Related Party Transactions and Outside Related Director Information, Inc. (TSCM)

4/28/2006 Proxy Information

Employment Agreement with James J. Cramer

On August 1, 2005, the Company and its co-founder, director and columnist, James J. Cramer, entered into a new employment agreement, effective upon expiration of his prior agreement. Pursuant to the employment agreement, Mr. Cramer will author articles for the Company’s publications, provide on-air radio hosting services for the Company’s radio programming, and provide reasonable promotional and other services, subject to his personal and professional availability, through December 31, 2007.

In consideration for providing these services, Mr. Cramer’s salary was increased from $400,000 to $500,000 per annum for the remainder of 2005, $750,000 for fiscal 2006 and will be increased to $1,000,000 for fiscal 2007. In addition, he will continue to be paid the radio talent fee (currently $450,000 per annum) paid to the Company by CBS Radio Inc. under the Company’s January 2006 radio agreement. Mr. Cramer is also eligible to receive stock option awards and annual bonuses under the Company’s annual incentive plan, in each case as determined by the Compensation Committee of the Board of Directors. Mr. Cramer has agreed that, during the term of the employment agreement, he will not write for online financial publications that compete with the Company or be a lender, director, stockholder, partner etc., for any other start-up on-line business that competes with the Company without first obtaining the Company’s consent.

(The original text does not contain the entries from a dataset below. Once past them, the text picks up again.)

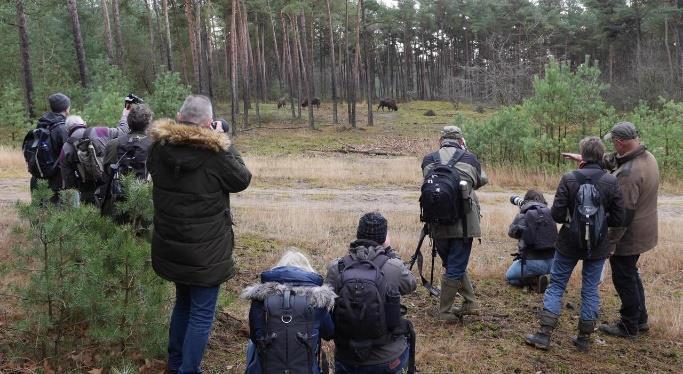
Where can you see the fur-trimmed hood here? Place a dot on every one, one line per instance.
(318, 296)
(166, 130)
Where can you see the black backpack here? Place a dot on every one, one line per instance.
(541, 230)
(289, 341)
(366, 311)
(440, 199)
(589, 221)
(39, 152)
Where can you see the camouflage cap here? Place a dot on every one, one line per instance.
(622, 130)
(451, 132)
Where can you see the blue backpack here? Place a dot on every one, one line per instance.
(39, 153)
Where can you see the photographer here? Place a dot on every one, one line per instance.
(537, 233)
(194, 168)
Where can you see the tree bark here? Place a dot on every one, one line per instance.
(333, 69)
(308, 73)
(118, 36)
(78, 42)
(25, 57)
(107, 32)
(167, 30)
(193, 44)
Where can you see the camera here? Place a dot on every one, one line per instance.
(132, 99)
(516, 200)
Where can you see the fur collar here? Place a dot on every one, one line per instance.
(166, 130)
(319, 296)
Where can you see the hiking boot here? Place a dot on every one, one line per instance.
(582, 341)
(543, 282)
(449, 290)
(541, 339)
(619, 329)
(469, 305)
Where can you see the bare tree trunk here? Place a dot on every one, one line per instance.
(118, 36)
(368, 76)
(25, 57)
(78, 42)
(167, 29)
(233, 64)
(333, 69)
(308, 74)
(193, 44)
(152, 48)
(107, 32)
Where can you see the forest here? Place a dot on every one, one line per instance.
(305, 86)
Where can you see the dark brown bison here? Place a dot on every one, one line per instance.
(315, 102)
(387, 103)
(281, 102)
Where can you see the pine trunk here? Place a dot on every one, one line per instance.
(78, 42)
(333, 69)
(167, 31)
(118, 36)
(25, 57)
(107, 32)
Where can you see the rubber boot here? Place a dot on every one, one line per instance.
(449, 290)
(469, 307)
(541, 339)
(583, 341)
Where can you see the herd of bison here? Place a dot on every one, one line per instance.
(383, 103)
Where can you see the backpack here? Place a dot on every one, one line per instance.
(589, 221)
(289, 341)
(440, 199)
(541, 230)
(39, 153)
(88, 158)
(366, 311)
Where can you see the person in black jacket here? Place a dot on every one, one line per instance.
(194, 168)
(53, 120)
(569, 252)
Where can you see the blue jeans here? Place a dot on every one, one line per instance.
(559, 276)
(190, 327)
(399, 365)
(455, 255)
(532, 268)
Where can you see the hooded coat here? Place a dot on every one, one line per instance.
(276, 281)
(193, 171)
(397, 276)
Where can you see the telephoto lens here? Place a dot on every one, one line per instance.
(516, 200)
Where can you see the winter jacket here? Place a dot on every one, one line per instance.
(470, 171)
(193, 172)
(301, 282)
(521, 222)
(396, 275)
(638, 177)
(55, 123)
(100, 137)
(563, 207)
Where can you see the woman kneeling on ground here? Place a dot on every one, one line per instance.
(289, 314)
(537, 233)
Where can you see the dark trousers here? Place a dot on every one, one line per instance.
(630, 289)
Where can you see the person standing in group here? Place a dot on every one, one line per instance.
(42, 146)
(454, 237)
(194, 169)
(638, 177)
(587, 202)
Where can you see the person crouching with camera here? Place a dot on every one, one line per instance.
(536, 231)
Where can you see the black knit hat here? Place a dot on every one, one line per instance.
(372, 226)
(59, 102)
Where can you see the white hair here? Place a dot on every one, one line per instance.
(196, 109)
(294, 258)
(73, 121)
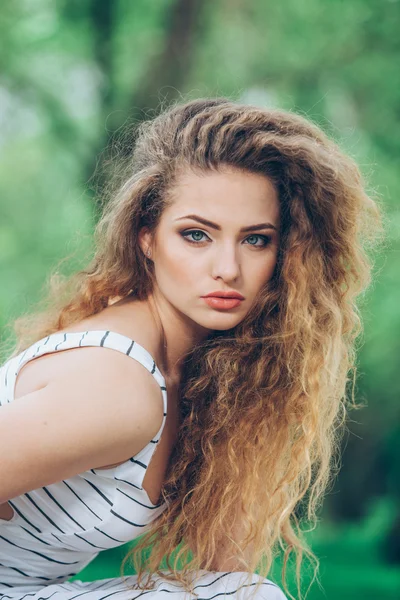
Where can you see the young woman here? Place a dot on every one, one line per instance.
(190, 383)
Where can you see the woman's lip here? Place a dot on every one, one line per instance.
(222, 303)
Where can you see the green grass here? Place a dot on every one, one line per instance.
(351, 567)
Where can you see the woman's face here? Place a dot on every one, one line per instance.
(221, 233)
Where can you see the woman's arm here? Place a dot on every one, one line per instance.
(101, 412)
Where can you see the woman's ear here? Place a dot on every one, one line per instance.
(144, 240)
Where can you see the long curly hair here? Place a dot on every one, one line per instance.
(262, 406)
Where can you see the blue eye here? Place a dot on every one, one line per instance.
(266, 239)
(197, 233)
(185, 234)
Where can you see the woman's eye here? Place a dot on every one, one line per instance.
(197, 237)
(196, 233)
(265, 239)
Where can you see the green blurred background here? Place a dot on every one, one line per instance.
(73, 72)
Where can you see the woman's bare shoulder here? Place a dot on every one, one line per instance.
(42, 370)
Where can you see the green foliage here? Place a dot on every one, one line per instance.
(73, 72)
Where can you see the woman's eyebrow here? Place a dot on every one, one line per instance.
(216, 226)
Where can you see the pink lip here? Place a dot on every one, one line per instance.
(222, 303)
(227, 294)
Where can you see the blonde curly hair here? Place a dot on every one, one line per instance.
(262, 406)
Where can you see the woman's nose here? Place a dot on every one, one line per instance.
(226, 263)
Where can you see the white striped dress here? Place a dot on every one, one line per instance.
(60, 528)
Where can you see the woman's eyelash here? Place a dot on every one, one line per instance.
(266, 238)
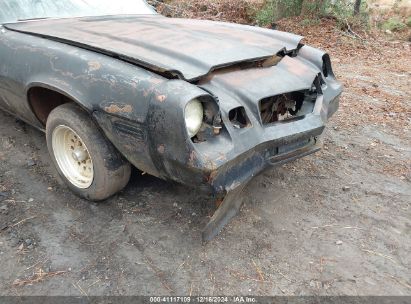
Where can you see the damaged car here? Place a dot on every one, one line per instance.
(206, 104)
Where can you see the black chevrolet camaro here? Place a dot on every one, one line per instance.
(207, 104)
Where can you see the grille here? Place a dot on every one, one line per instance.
(287, 106)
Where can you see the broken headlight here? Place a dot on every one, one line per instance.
(193, 114)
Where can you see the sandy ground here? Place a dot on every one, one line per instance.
(334, 223)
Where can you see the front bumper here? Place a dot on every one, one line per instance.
(289, 142)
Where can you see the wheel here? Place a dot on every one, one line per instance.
(88, 163)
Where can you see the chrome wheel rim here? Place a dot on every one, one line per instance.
(73, 157)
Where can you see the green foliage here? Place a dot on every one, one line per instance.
(341, 10)
(277, 9)
(394, 24)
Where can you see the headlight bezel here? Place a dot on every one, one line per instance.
(193, 117)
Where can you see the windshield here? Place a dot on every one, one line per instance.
(17, 10)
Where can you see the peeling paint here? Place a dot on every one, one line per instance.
(118, 108)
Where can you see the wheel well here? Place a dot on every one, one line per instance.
(43, 101)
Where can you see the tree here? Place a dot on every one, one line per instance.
(357, 7)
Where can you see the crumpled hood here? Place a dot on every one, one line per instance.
(186, 48)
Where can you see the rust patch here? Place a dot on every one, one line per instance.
(161, 149)
(94, 66)
(192, 158)
(118, 108)
(161, 98)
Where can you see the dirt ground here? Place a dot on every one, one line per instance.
(334, 223)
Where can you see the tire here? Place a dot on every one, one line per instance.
(87, 162)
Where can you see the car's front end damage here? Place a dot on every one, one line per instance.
(255, 118)
(216, 103)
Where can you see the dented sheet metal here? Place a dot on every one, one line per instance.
(188, 49)
(135, 76)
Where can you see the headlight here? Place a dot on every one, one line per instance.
(194, 114)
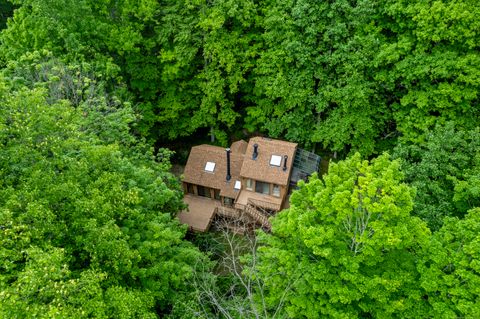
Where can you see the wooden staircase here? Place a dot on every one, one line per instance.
(258, 216)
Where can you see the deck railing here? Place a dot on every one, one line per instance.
(263, 204)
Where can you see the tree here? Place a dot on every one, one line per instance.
(6, 11)
(451, 268)
(351, 241)
(89, 227)
(444, 170)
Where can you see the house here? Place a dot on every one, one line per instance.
(245, 183)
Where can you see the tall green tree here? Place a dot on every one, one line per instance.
(451, 269)
(348, 246)
(444, 170)
(315, 77)
(86, 228)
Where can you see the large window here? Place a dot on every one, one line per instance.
(227, 201)
(249, 185)
(262, 188)
(276, 190)
(190, 188)
(203, 191)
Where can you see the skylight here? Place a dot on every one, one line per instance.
(276, 160)
(210, 167)
(238, 185)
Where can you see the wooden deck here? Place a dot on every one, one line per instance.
(266, 201)
(200, 214)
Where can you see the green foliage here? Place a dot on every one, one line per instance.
(445, 171)
(451, 271)
(6, 11)
(77, 211)
(347, 247)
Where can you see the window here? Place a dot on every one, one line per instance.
(190, 188)
(210, 167)
(238, 185)
(276, 190)
(227, 201)
(204, 191)
(262, 188)
(249, 185)
(276, 160)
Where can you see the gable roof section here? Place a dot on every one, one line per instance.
(195, 169)
(239, 147)
(260, 169)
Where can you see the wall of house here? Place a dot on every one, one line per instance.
(214, 193)
(283, 189)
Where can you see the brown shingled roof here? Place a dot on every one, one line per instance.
(239, 147)
(260, 169)
(195, 169)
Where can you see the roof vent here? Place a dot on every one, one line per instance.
(276, 160)
(255, 151)
(210, 167)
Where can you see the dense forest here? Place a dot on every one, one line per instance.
(96, 95)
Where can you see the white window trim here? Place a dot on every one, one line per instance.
(276, 160)
(210, 167)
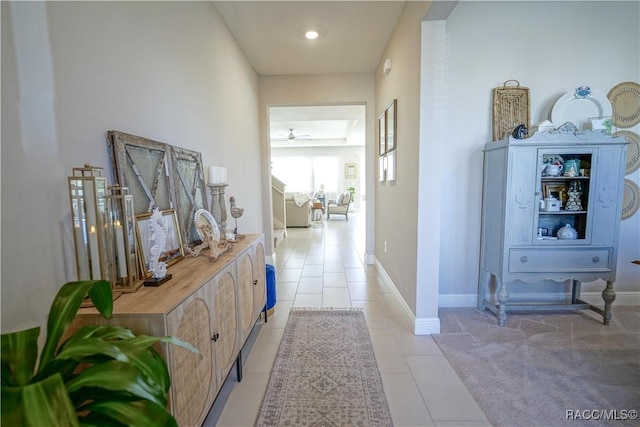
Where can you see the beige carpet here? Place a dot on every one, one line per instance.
(551, 369)
(325, 373)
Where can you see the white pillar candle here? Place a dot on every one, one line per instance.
(89, 203)
(122, 257)
(223, 175)
(214, 175)
(83, 263)
(94, 253)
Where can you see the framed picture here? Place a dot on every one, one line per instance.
(601, 124)
(392, 115)
(382, 133)
(557, 190)
(350, 171)
(173, 250)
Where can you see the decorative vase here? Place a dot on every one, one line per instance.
(567, 233)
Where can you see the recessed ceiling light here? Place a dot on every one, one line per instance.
(311, 34)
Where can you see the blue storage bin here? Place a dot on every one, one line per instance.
(271, 288)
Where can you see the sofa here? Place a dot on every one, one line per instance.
(298, 210)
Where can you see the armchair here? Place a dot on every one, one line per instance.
(298, 210)
(341, 206)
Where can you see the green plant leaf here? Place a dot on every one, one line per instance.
(115, 378)
(153, 367)
(105, 332)
(145, 341)
(138, 413)
(64, 307)
(19, 355)
(12, 409)
(45, 403)
(83, 349)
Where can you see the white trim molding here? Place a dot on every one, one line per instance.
(421, 326)
(595, 298)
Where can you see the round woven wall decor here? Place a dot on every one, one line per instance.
(625, 102)
(631, 199)
(633, 150)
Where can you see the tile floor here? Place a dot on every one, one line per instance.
(322, 266)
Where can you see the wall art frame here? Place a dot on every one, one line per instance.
(382, 133)
(162, 175)
(391, 128)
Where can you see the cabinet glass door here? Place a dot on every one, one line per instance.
(563, 215)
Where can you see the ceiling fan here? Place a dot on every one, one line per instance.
(294, 137)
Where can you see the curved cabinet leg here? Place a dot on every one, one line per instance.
(503, 297)
(608, 295)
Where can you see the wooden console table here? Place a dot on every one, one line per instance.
(212, 305)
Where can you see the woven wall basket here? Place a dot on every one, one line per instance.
(511, 108)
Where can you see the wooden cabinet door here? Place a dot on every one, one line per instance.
(192, 375)
(259, 280)
(606, 197)
(225, 325)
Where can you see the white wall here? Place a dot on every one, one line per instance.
(551, 48)
(397, 202)
(168, 71)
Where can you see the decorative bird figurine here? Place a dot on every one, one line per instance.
(236, 212)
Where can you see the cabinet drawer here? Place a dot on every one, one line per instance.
(538, 260)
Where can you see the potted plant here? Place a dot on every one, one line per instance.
(99, 375)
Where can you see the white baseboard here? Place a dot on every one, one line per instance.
(595, 298)
(369, 259)
(271, 259)
(421, 326)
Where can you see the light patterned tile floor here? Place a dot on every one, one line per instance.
(323, 267)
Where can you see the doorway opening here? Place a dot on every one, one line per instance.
(317, 150)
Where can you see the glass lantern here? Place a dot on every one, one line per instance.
(124, 249)
(91, 233)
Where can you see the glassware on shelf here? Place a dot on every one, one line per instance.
(575, 193)
(567, 233)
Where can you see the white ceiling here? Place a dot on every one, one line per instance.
(353, 34)
(353, 37)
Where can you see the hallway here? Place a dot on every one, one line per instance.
(323, 267)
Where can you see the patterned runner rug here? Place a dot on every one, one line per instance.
(325, 373)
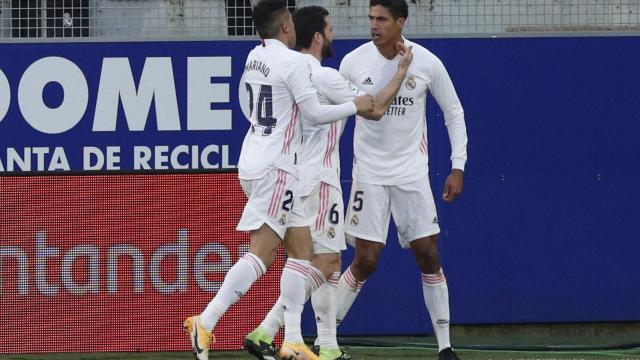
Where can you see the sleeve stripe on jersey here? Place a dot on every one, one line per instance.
(423, 143)
(331, 144)
(291, 129)
(277, 193)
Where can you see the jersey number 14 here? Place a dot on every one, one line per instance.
(264, 108)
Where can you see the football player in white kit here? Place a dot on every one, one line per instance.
(390, 168)
(279, 88)
(320, 186)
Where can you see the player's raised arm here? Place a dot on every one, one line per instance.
(307, 98)
(385, 97)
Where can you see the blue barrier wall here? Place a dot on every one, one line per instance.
(544, 231)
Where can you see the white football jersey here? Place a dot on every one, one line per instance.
(278, 86)
(394, 150)
(320, 160)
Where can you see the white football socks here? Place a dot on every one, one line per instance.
(348, 290)
(236, 283)
(275, 318)
(325, 307)
(436, 297)
(293, 294)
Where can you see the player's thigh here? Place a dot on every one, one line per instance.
(414, 211)
(326, 209)
(270, 201)
(368, 213)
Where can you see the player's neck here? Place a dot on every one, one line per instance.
(388, 49)
(316, 53)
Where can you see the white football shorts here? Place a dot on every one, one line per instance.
(371, 207)
(270, 201)
(323, 213)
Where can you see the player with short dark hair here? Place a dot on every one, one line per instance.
(279, 89)
(391, 164)
(320, 190)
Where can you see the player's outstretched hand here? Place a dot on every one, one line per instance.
(407, 55)
(365, 104)
(453, 185)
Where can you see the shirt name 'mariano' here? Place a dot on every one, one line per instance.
(256, 65)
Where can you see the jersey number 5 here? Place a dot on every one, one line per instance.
(264, 108)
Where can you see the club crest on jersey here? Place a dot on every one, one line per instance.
(410, 84)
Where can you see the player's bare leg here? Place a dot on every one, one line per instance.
(263, 246)
(325, 307)
(435, 291)
(293, 292)
(352, 280)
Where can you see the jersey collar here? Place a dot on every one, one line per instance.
(274, 42)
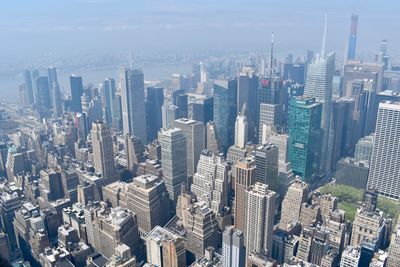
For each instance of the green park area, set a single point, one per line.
(350, 199)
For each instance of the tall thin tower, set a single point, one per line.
(351, 50)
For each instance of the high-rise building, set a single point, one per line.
(241, 129)
(385, 166)
(103, 155)
(291, 205)
(212, 142)
(319, 86)
(154, 102)
(351, 50)
(393, 259)
(266, 158)
(244, 175)
(113, 227)
(304, 136)
(109, 95)
(260, 211)
(210, 182)
(133, 103)
(173, 154)
(233, 251)
(364, 148)
(43, 96)
(247, 93)
(164, 248)
(201, 230)
(147, 197)
(29, 87)
(195, 141)
(76, 93)
(225, 109)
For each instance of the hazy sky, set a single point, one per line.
(65, 27)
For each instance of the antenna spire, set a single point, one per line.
(324, 36)
(271, 68)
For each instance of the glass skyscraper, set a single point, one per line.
(304, 128)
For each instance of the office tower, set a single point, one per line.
(225, 98)
(212, 142)
(233, 251)
(210, 182)
(50, 185)
(147, 197)
(29, 87)
(164, 248)
(201, 108)
(342, 126)
(134, 152)
(241, 129)
(350, 257)
(393, 259)
(385, 166)
(195, 143)
(109, 95)
(103, 155)
(76, 93)
(180, 100)
(368, 226)
(319, 86)
(201, 230)
(113, 227)
(291, 205)
(173, 154)
(10, 202)
(244, 175)
(133, 103)
(117, 113)
(43, 96)
(270, 115)
(351, 50)
(294, 72)
(304, 127)
(352, 172)
(364, 148)
(168, 115)
(154, 102)
(30, 231)
(266, 158)
(260, 212)
(284, 246)
(247, 93)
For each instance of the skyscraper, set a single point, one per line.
(225, 95)
(260, 211)
(385, 162)
(173, 154)
(319, 86)
(133, 103)
(194, 132)
(154, 102)
(103, 156)
(109, 95)
(304, 136)
(233, 251)
(241, 129)
(351, 50)
(76, 93)
(244, 175)
(28, 87)
(210, 182)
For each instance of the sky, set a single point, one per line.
(30, 28)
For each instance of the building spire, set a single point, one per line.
(271, 68)
(324, 36)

In addition, during the term of the employment agreement and for a period of 18 months after the cessation of his employment, he will not solicit for employment, in any business enterprise or activity, any person who was employed by the Company during the six months prior to the cessation of his employment. Mr. Cramer is permitted to pursue other journalistic endeavors (including, for example, his authorship of a column for New York magazine) provided that they are not inconsistent with the performance of his obligations to the Company.

Under the employment agreement, the Company can terminate Mr. Cramer’s employment for “Cause” (as such term is defined in the employment agreement). Additionally, Mr. Cramer has the right to terminate his employment with the Company for “Good Reason” (as such term is defined in the employment agreement).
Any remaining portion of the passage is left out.